I relate to the image of heartache and sorrow, of tears. Like many, I find myself weeping almost everyday, like yesterday, when I first listened to the episode and Ms. Marchiano spoke of love as connection with the soul. . . I’ve lost an image of love in the course of lockdown, and am still learning to accept that she will never return. I also thought I heard Ms. Stewart’s voice break a couple of times, which didn’t help in holding back the tears. This image of tears moved me, mirrored me, and, while it’s hard to bear, it’s also keeping me from raging. I think it keeps me real, so I thank you all for it. Then on the second listen, the mention of tears summoning the angel brought up for me an image of mothers and fathers who have lost their children to police brutality, yet I don’t know if they would say angels have come for them. . .

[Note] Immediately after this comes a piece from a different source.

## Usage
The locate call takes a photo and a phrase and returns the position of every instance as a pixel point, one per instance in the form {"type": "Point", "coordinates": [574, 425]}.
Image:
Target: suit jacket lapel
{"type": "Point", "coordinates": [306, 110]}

Other images mentioned in the episode about the embracing police and protester, or the police down on one knee in solidarity with protesters are also medicinal. But the comment on them becoming viral on the internet made me think these images may be easily co-opted. They may become empty images, or worse, like the president’s posing with the bible, a fabrication of the establishment of trust between authority and people.
I appreciate the exercise of naming my feelings, specifying them so that I may manage or self-regulate better. I appreciate the acknowledgment that you all were hypothesizing, not speaking from certainty, and also the mention of Buddhist meditation on the archetypal frame of creating, sustaining and dissolving. I’m not a Buddhist, but I can see how this meditation practice, accepting the cycle of “natural suffering and occasional joy” can temper my anxieties and fear for my family in the states, as well as my disappointment of dashed plans for this year.